One feels that Bush and his closest advisers are entirely driven by emotions. They’re no longer driven by a reasoned analysis of where the world is going, and what the U.S. response should be. They’re driven by this visceral need to express their anger—you know, their anger and, really, rage at the world. One feels, listening to people like Rumsfeld, Bush himself, and one or two of the others like Richard Perle, that the world is seen as an extremely hostile place. And moreover, they want it to be a hostile place.
They need enemies who can be challenged and then destroyed. This is a kind of psychology that people in Europe are very familiar with, going back to the psychology of people like Hitler and his henchman, and then to Stalin and the whole paranoid stance that both the Nazi and the Soviet regimes had towards their enemies. If they didn’t have enemies, they would soon invent enemies. Because they’re absolutely hung up—and I suspect Bush and the neo-cons, to a surprising extent, in a great democracy like the U.S., are hung up on this need to hate and this need to destroy. And of course it’s frightening, because where will it end? Today Iraq, tomorrow Iran, and the day after, hmmm… maybe France, you know, because given their mindset, there will be no shortage of enemies.

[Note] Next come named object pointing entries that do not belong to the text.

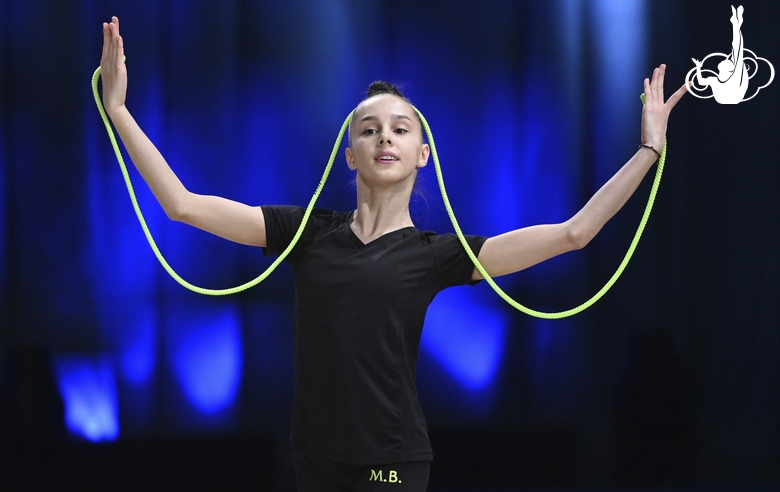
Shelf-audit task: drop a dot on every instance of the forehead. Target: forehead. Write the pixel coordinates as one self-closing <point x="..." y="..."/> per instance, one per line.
<point x="383" y="105"/>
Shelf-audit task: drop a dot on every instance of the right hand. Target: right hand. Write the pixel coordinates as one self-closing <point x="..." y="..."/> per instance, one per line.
<point x="112" y="66"/>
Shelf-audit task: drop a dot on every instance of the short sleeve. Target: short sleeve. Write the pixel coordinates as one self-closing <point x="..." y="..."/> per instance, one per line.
<point x="454" y="265"/>
<point x="281" y="224"/>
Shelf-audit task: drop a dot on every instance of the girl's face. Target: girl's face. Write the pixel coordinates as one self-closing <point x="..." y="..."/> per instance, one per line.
<point x="386" y="142"/>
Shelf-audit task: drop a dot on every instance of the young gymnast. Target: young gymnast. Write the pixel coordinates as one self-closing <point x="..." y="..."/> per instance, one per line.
<point x="731" y="84"/>
<point x="364" y="278"/>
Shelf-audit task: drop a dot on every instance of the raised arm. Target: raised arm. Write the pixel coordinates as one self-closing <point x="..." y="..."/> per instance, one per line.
<point x="226" y="218"/>
<point x="522" y="248"/>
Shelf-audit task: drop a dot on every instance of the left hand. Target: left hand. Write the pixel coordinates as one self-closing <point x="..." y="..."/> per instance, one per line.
<point x="655" y="113"/>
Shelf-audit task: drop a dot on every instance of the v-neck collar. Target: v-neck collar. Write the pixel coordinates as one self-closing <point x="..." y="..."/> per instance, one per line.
<point x="359" y="242"/>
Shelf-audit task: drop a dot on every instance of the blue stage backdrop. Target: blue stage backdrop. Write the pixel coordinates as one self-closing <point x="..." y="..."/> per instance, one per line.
<point x="533" y="104"/>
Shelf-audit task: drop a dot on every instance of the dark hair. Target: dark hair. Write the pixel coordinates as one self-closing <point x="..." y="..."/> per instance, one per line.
<point x="378" y="87"/>
<point x="383" y="87"/>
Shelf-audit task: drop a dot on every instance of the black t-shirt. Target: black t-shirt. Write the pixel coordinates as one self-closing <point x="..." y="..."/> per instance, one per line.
<point x="359" y="315"/>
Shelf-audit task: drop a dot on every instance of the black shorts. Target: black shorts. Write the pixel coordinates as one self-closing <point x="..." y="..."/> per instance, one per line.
<point x="317" y="473"/>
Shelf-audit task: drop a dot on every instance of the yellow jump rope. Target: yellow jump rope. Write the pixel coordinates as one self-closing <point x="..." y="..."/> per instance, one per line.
<point x="321" y="185"/>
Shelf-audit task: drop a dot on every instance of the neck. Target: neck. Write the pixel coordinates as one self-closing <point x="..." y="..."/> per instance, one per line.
<point x="381" y="210"/>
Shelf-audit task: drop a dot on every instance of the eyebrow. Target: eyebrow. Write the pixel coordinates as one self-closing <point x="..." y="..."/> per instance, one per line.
<point x="395" y="117"/>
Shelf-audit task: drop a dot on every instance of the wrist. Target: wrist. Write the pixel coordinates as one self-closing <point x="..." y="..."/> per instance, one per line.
<point x="656" y="151"/>
<point x="114" y="110"/>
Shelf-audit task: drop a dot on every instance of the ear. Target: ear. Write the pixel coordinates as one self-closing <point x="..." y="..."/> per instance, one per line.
<point x="424" y="154"/>
<point x="350" y="159"/>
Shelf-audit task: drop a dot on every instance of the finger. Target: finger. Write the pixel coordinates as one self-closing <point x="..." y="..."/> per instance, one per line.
<point x="650" y="93"/>
<point x="676" y="96"/>
<point x="106" y="42"/>
<point x="660" y="83"/>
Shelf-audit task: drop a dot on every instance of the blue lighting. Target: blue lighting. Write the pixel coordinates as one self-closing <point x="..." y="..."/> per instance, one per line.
<point x="207" y="355"/>
<point x="465" y="338"/>
<point x="137" y="355"/>
<point x="88" y="389"/>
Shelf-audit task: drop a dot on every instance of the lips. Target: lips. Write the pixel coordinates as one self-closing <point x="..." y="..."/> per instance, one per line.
<point x="385" y="157"/>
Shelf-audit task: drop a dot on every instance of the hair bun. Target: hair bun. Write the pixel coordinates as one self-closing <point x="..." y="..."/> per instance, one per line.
<point x="383" y="87"/>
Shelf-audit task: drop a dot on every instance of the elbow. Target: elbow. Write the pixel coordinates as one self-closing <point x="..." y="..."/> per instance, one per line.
<point x="177" y="210"/>
<point x="577" y="237"/>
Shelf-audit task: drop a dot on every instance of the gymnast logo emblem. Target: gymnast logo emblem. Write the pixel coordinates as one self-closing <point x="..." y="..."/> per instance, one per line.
<point x="730" y="84"/>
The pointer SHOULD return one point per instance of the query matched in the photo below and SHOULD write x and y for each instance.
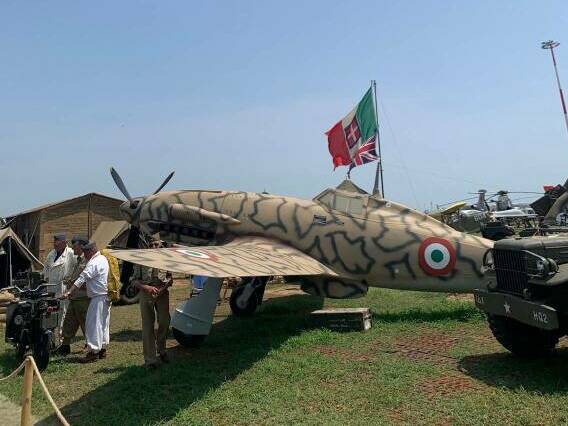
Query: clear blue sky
(237, 95)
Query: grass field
(427, 360)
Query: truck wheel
(21, 351)
(521, 339)
(41, 354)
(188, 340)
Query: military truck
(526, 299)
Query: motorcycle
(31, 320)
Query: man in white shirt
(58, 266)
(95, 278)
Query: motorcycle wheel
(41, 354)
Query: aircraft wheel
(521, 339)
(241, 307)
(188, 340)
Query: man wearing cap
(58, 265)
(78, 302)
(95, 278)
(154, 304)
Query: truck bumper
(506, 305)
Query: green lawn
(427, 359)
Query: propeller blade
(164, 183)
(119, 183)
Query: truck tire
(521, 339)
(41, 354)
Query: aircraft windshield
(342, 202)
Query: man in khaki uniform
(154, 303)
(78, 302)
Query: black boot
(63, 350)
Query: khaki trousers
(152, 308)
(74, 319)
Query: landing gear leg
(192, 319)
(247, 297)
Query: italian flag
(351, 141)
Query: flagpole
(379, 171)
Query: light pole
(550, 45)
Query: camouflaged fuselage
(367, 242)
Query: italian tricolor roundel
(436, 256)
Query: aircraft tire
(521, 339)
(130, 296)
(251, 306)
(188, 340)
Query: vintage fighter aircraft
(337, 245)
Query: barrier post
(26, 419)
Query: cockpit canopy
(342, 201)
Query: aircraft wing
(242, 257)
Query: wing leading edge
(242, 257)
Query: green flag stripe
(366, 116)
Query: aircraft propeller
(133, 240)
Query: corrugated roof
(50, 205)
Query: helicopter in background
(494, 219)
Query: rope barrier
(31, 362)
(15, 372)
(47, 394)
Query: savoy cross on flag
(352, 140)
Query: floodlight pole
(10, 259)
(550, 45)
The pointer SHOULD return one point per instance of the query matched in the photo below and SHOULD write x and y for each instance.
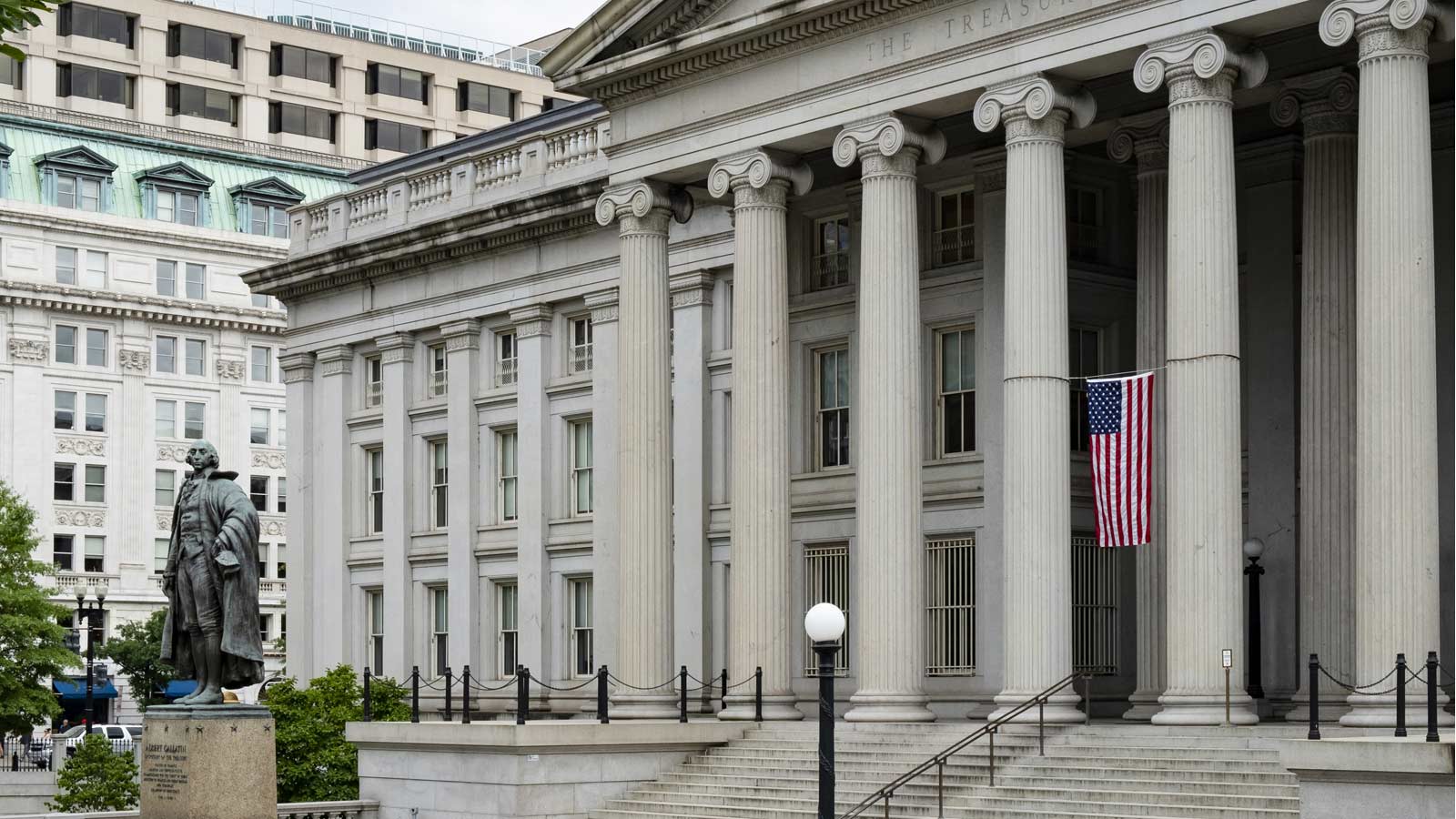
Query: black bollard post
(465, 697)
(602, 695)
(368, 714)
(1314, 697)
(1431, 669)
(1400, 694)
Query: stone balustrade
(536, 160)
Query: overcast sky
(501, 21)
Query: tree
(33, 642)
(315, 761)
(16, 16)
(137, 652)
(96, 778)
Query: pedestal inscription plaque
(208, 763)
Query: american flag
(1120, 424)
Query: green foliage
(33, 643)
(96, 778)
(137, 652)
(19, 15)
(315, 761)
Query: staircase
(1098, 771)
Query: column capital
(1327, 101)
(640, 200)
(1034, 98)
(296, 368)
(1205, 58)
(757, 167)
(888, 136)
(1143, 136)
(1360, 18)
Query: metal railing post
(1314, 697)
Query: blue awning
(76, 688)
(179, 688)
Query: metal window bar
(950, 606)
(1094, 606)
(826, 579)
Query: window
(830, 263)
(1084, 223)
(194, 356)
(305, 63)
(261, 363)
(487, 99)
(507, 658)
(581, 468)
(259, 426)
(834, 409)
(95, 554)
(196, 280)
(306, 121)
(826, 581)
(167, 278)
(506, 365)
(204, 44)
(950, 571)
(1085, 360)
(509, 474)
(66, 266)
(76, 19)
(95, 482)
(956, 398)
(63, 551)
(1094, 606)
(439, 484)
(376, 490)
(580, 346)
(954, 238)
(177, 206)
(89, 82)
(383, 135)
(582, 662)
(439, 370)
(397, 82)
(77, 193)
(440, 630)
(373, 380)
(375, 602)
(167, 489)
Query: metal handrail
(938, 761)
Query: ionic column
(888, 584)
(1325, 104)
(1395, 487)
(1205, 484)
(1147, 137)
(759, 581)
(1036, 472)
(644, 446)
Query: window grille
(1094, 606)
(951, 606)
(826, 581)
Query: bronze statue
(211, 583)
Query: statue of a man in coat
(211, 583)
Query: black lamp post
(94, 614)
(1252, 550)
(824, 624)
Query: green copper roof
(31, 140)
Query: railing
(885, 794)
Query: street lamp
(824, 624)
(1252, 550)
(91, 614)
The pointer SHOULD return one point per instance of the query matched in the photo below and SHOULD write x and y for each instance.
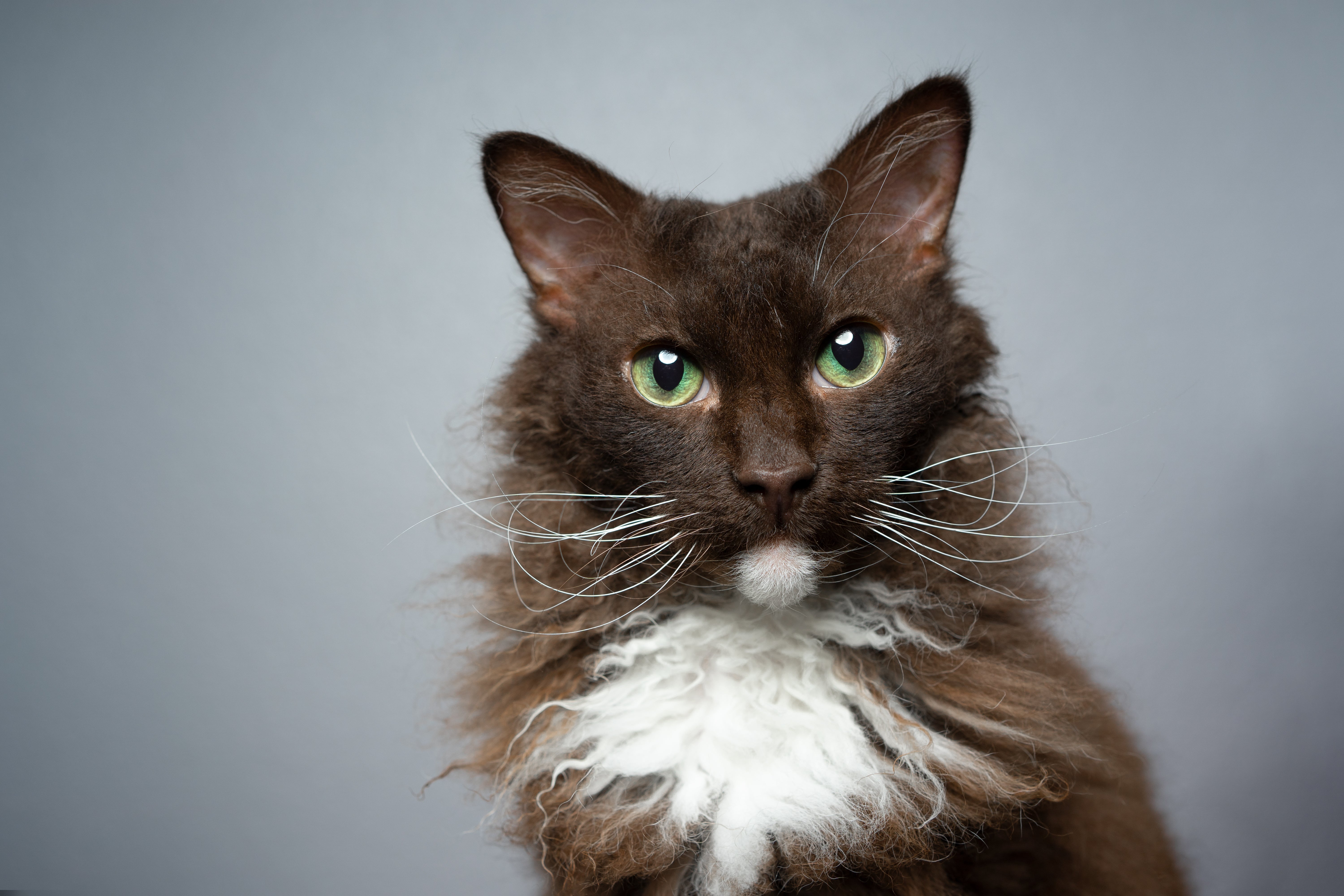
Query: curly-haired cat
(769, 617)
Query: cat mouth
(779, 574)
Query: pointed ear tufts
(896, 181)
(565, 217)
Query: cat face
(764, 363)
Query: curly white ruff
(737, 725)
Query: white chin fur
(740, 730)
(778, 575)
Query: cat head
(761, 365)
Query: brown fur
(751, 289)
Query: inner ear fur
(564, 215)
(897, 177)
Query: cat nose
(779, 489)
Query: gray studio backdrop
(244, 253)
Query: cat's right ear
(564, 214)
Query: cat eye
(667, 377)
(851, 357)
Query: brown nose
(780, 489)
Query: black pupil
(851, 354)
(669, 377)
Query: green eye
(853, 355)
(666, 377)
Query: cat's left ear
(564, 214)
(898, 175)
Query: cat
(771, 617)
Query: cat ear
(562, 213)
(897, 178)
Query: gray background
(244, 246)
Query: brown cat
(771, 616)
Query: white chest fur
(739, 723)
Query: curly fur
(909, 725)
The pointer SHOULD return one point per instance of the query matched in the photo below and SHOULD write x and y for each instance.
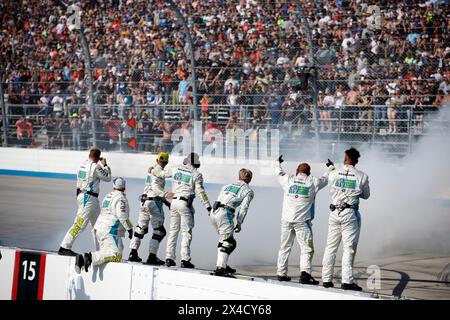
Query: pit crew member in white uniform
(186, 182)
(152, 211)
(231, 197)
(110, 229)
(89, 175)
(347, 186)
(296, 221)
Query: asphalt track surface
(35, 213)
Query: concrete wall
(63, 164)
(26, 274)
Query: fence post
(339, 127)
(4, 116)
(373, 124)
(192, 57)
(88, 62)
(314, 74)
(409, 129)
(91, 102)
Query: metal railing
(139, 128)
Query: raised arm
(244, 207)
(365, 189)
(200, 191)
(103, 171)
(122, 212)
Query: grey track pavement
(36, 212)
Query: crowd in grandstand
(252, 67)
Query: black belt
(94, 194)
(182, 198)
(144, 198)
(218, 204)
(343, 206)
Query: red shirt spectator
(24, 128)
(113, 126)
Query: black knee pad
(161, 236)
(138, 235)
(231, 245)
(143, 229)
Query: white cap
(119, 183)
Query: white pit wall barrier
(34, 275)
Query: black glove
(329, 163)
(166, 202)
(143, 198)
(280, 159)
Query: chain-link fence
(382, 73)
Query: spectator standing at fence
(182, 91)
(328, 107)
(24, 129)
(365, 113)
(113, 126)
(75, 125)
(57, 103)
(393, 104)
(64, 131)
(351, 109)
(50, 129)
(205, 106)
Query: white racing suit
(347, 186)
(110, 228)
(151, 210)
(186, 181)
(89, 176)
(230, 198)
(298, 211)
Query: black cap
(353, 154)
(192, 159)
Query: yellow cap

I think there’s nothing particularly extreme about saying this. I think it’s what people over here perceive of as part of the dangers of this situation. Nobody thinks there is a connection between the 9/11 attack and Saddam Hussein. There’s no connection at all—it’s quite the opposite. Hussein was running a secular regime. Bush and Rumsfeld have created a kind of unstable regime dominated by religious fanatics in Iraq, of the Khadafi kind they thought they were getting rid of!
So it is unnerving. It leads us to question many other areas of the American world view. Is there something fundamentally flawed about the American take on reality? I say that as a lifelong admirer of the U.S., by the way. But it does seem to me that a lot of the formulas that govern American life—in particular its entertainment culture—have leaked out of, say, the Hollywood films and into political reality. That’s frightening.